Medical Specialties Most Affected
Radiologists were prime targets for AI as though standing on a cliff without realizing they were about to go over. The cliff, of course, was artificial intelligence’s entrance into image reading. However, instead of eliminating or decreasing the importance of radiologists, AI has augmented their ability to rapidly have imaging information available to an ever-increasing number of patients. Patient caseloads could be increased, and waiting time for readings decreased at the same time.
The advent of modes of scanning and MRI equipment increased the need for radiologists to utilize new technologies such as AI. The future is bright as AI becomes their unswerving, ever-available assistant rather than their replacement.
A pulmonologist, who frequently must do pulmonary function tests (PFT), has found that utilizing AI in interpreting and matching symptoms came up with the correct diagnosis in 82% of the cases. The physicians believe that this is a compelling supportive tool rather than one that conflicted with their abilities.
Asthma is one of the most common chronic medical diseases in childhood, and 6 million American children suffer from it. Data from 2013 indicated that almost 14 million days of school were missed because of asthma attacks. The cost of medications, physician visits, emergency room trips, and hospitalizations rose to nearly $60 billion a year.
Asthma, therefore, would seem a prime area for utilization of AI. There is an incredible future use where AI could be used to predict asthma attacks. An AI algorithm comparing patient records of asthma attacks with climate data would be able to indicate when an attack might be most likely to occur. This data would provide the physician with the ability to ward off the attacks by properly advising patients.
Wearable Sensors and Telemedicine Emerge
Medical specialties where AI will or is playing an active role include general practice where wearable sensors can detect a variety of problems. IBM has a fingernail sensor to monitor patient movements and disease progression. Other wearables can monitor cancer cells circulating in the patient’s blood, sweat production, and blood glucose, to name a few medical tasks. Hundreds of items and apps are available to consumers and medical staff alike. The market is estimated to be $100B by 2023.
Patient data will continuously be up-to-date in all specialties. Dermatology will benefit from a more accurate reading of biopsies. Other specialties such as oncology, surgery, ophthalmology, sports medicine, rehabilitation, gastroenterology, emergency medicine, and infectious diseases will also see benefits. Large data sets with memory banks that are unmatched by human limitations will increase both diagnostic accuracy and treatment recommendations.

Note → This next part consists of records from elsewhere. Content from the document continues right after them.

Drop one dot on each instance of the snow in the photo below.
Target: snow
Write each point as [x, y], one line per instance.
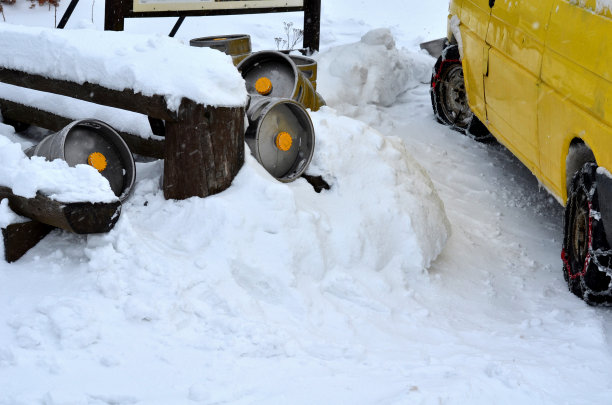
[269, 293]
[55, 179]
[148, 65]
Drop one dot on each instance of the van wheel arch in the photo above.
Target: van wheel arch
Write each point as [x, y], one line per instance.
[578, 154]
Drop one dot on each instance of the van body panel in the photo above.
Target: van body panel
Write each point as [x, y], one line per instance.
[474, 24]
[539, 75]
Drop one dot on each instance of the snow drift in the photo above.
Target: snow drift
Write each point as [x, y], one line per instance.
[146, 64]
[371, 71]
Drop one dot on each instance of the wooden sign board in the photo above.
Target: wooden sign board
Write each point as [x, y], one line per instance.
[219, 5]
[116, 11]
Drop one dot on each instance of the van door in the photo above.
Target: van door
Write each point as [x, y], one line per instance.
[474, 18]
[516, 35]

“Telemedicine is becoming a hugely popular offering in healthcare. A recent Global Market Insights report found that the sector was worth about $38.3 billion in 2018, and that figure is projected to swell to $130.5 billion by 2025.” Physicians will come to view it as another tool in their medical arsenal to fight disease.

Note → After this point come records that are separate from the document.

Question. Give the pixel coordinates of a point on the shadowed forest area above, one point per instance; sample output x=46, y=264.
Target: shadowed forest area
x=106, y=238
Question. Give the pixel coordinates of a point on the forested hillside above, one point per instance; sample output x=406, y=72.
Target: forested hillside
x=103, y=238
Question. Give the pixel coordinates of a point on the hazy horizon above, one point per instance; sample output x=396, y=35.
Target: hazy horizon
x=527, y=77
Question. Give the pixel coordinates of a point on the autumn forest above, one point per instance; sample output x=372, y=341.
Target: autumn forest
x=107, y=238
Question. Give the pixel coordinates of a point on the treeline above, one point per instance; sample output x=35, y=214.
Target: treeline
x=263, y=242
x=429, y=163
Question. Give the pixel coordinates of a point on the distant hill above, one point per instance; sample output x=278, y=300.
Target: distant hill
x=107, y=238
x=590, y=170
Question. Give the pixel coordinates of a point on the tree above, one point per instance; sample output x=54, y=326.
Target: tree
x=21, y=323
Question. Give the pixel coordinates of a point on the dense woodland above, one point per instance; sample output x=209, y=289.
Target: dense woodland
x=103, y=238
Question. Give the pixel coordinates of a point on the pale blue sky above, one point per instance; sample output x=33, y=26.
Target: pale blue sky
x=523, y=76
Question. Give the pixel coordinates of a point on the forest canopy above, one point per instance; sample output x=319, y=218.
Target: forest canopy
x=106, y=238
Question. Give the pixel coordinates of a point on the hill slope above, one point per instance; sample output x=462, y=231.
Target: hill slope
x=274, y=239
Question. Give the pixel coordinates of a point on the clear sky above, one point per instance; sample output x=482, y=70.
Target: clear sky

AI in healthcare is promising a bright future. All patients populations will benefit as it enters ever-more areas of healthcare and the provision of medical services all over the world. A cell phone and a computer screen will be the norm as patients talk to their physicians in easily-arranged appointments. The 50-mile drive to see a physician will be a distant memory as the new age of medicine takes its place.